Why did the early church see such incredible growth? Was it because of the entertainment programs that they ran? No, the church grew because they preached the Word.
What’s Wrong in the Church Today?
Over five hundred years ago, a man named Martin Luther saw many practices in the church that were not supported by the Word of God. This motivated him to write the now-famous 95-theses which he nailed to the door of the Wittenberg Church. He raised his voice in loud protest against the corrupt church in his day, and boldly declared, “Away, then, with all those prophets who say to the people of Christ, “Peace, peace,” and there is no peace!”[ii] He called the church to return to the teachings of the Scriptures, and to lay aside any doctrines of man that would contradict the Bible. His translation of the Word of God into the common language of the people had a transformational effect on the world. His actions sparked the Protestant Reformation, and there were many other blazing torches, called by God to bring about change in the church. The Lord is calling for another reformation in the church today.

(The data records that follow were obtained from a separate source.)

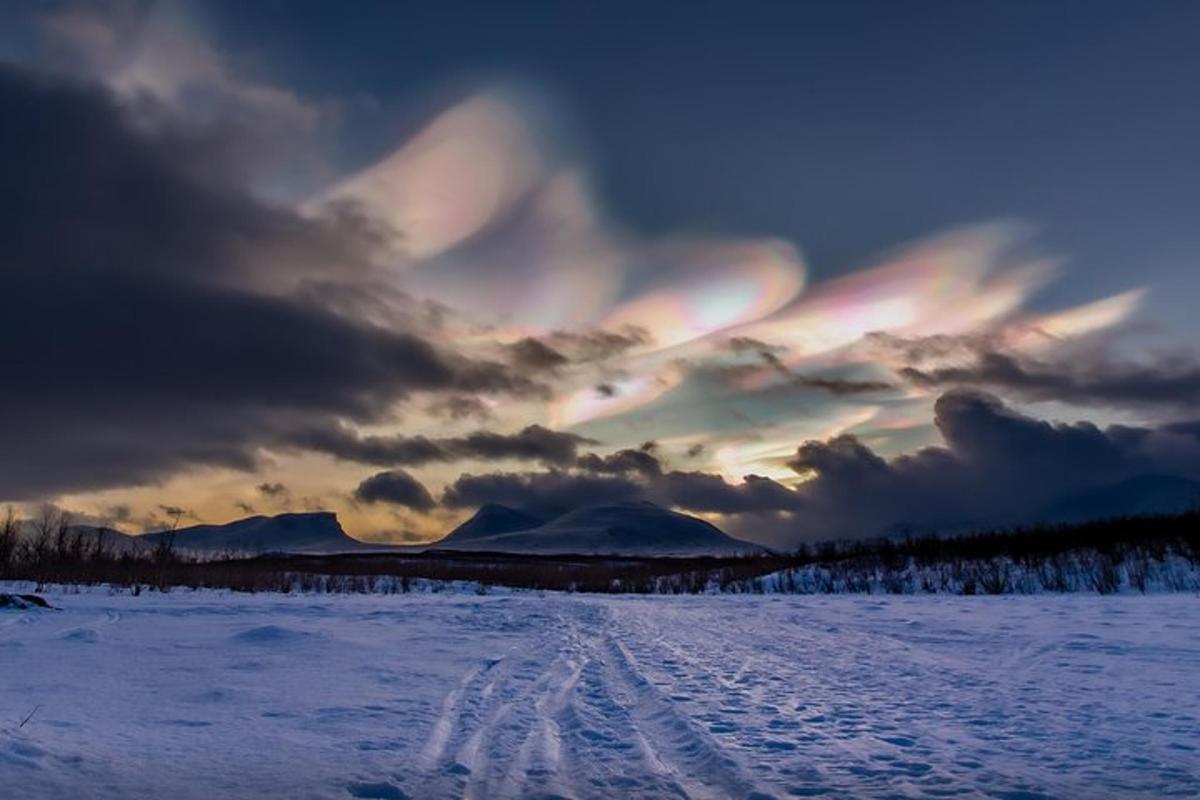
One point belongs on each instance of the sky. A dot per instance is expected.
(808, 270)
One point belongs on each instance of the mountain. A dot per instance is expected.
(286, 533)
(1135, 497)
(618, 528)
(491, 519)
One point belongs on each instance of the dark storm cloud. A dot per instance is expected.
(768, 358)
(623, 462)
(997, 467)
(599, 344)
(547, 493)
(703, 492)
(532, 443)
(534, 354)
(459, 408)
(139, 336)
(1086, 382)
(395, 487)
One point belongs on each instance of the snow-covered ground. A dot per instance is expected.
(213, 695)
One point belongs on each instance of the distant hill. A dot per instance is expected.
(287, 533)
(491, 519)
(618, 528)
(1135, 497)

It’s time to return to the Bible. It’s time to get back to doing God’s things God’s way. There are too many churches today that have strayed away from preaching the timeless truths of God’s Word. My heart is grieved by the ever-increasing number of so-called Christian churches that have departed from the true preaching of the eternal, living and powerful Word of God. Instead, they proclaim the faulty ideas of man. My spirit is agitated with a righteous indignation about the modern church’s downgrade, its decline toward an inferior state or position. One hundred and twenty years ago, the Prince of Preachers, Charles Spurgeon, addressed this issue in the churches of his day with these words:
“A new religion has been initiated, which is no more Christianity than chalk is cheese; and this religion, being destitute of moral honesty, palms itself off as the old faith with slight improvements, and on this plea usurps pulpits which were erected for gospel preaching… If we are powerless to stem this torrent, we can at least warn men of its existence, and entreat them to keep out of it. When the old faith is gone, and enthusiasm for the gospel is extinct, it is no wonder that people seek something else in the way of delight. Lacking bread, they feed on ashes; rejecting the way of the Lord, they run greedily in the path of folly.”[iii]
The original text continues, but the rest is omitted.